Monetary tightening takes pause as policy rate kept at 15pc

Policy rate to remain unchanged for the next six weeks

KARACHI: The State Bank of Pakistan (SBP) on Monday maintained the status quo by keeping the interest rate on hold at 15%.

According to the details, the central bank’s monetary policy committee (MPC) met under the chair of Deputy Governor Syed Murtaza and reviewed the economic indicators. The meeting decided to maintain the interest rate for the next six weeks.

The status quo decision taken by the MPC Is primarily because of administrative steps taken to curtail imports and plans for strong fiscal consolidation in FY23. 

In a statement, the SBP said that recent inflation developments have been in line with expectations, domestic demand has begun moderating and the external position has improved.
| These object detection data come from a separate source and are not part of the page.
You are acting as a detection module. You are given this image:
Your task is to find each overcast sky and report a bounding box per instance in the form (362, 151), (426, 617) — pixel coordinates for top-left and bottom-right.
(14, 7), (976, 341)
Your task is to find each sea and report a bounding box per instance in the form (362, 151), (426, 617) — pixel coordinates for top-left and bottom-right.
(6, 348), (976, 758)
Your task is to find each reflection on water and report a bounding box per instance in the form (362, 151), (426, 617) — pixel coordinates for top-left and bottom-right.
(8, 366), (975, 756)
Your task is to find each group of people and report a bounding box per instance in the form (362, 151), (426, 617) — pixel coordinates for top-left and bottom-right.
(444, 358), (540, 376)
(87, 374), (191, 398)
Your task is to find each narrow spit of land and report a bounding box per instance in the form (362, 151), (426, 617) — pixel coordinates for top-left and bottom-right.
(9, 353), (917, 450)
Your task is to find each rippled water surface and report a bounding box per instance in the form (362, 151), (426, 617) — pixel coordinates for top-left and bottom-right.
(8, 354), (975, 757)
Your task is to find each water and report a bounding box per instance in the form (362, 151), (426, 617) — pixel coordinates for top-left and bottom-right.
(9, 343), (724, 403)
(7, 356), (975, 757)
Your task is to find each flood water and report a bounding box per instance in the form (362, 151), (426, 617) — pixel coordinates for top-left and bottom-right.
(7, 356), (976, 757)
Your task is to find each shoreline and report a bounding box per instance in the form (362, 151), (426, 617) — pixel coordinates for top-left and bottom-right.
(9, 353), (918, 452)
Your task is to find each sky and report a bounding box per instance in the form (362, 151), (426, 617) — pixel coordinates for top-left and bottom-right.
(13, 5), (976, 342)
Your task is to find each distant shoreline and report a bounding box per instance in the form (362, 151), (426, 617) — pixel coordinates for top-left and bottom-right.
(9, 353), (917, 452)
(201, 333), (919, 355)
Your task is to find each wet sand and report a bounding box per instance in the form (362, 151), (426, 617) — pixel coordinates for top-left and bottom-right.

As a result, “the MPC felt that it was prudent to take a pause at this stage.”

“Looking ahead, the MPC intends to remain data-dependent, paying close attention to month-on-month inflation, inflation expectations, developments on the fiscal and external fronts, global commodity prices and interest rate decisions by major central banks,” read the statement.

The SBP noted that since the last meeting, headline inflation rose to 24.9% in July as per expectations, the trade balance fell sharply in July,the rupee reversed course during August, and the board meeting on the ongoing review under the IMF programme will take place on August 29th. It is expected that the Fund will release a further tranche of $1.2 billion. The central bank claims the release will “catalyse financing from multilateral and bilateral lenders.”

In terms of international developments, the MPC noted that both global commodity prices and the US dollar have fallen in recent weeks in response to signs of a sharper than anticipated slowdown in global growth and nascent market expectations that the US Federal Reserve tightening cycle may be less aggressive than previously anticipated; more emerging market central banks have started to hold policy rates in their recent meetings.

On balance, the MPC noted that some greater slowdown in global growth will not be as harmful for Pakistan as for most other emerging economies, given the relatively small share of exports and foreign private inflows in the economy. As a result, both inflation and the current account deficit (CAD) should fall as global commodity prices ease, while growth will not be as badly affected.

The decision is in line with market expectations. Most analysts had earlier developed consensus that the bank would maintain the rate at the current level, the highest since November 2008.

It may be recalled that the committee had raised the benchmark policy rate by 125 basis points (bps) to 15% during the last meeting in July. Besides, it tied interest rates of the Export Finance Scheme (EFS) and Long-Term Financing Facility (LTFF) to the policy rate, giving it a 500-basis point discount relative to the policy rate to encourage exports.

Although a number of economists claimed that Pakistan’s trade deficit decreased by 18% YoY and 47% MoM during the month of July 22 mostly as a result of a decrease in import costs, weekly inflation hit a record high of over 42% in the week ended on Friday.

Data released by the Pakistan Bureau of Statistics (PBS) shows that the benchmark CPI inflation spiked to a 14-year high at around 25% in July.

So far in 2022, the central bank has held five MPC meetings. A hike in the policy rate was notified in three of these meetings, to a combined hike of 525 basis points.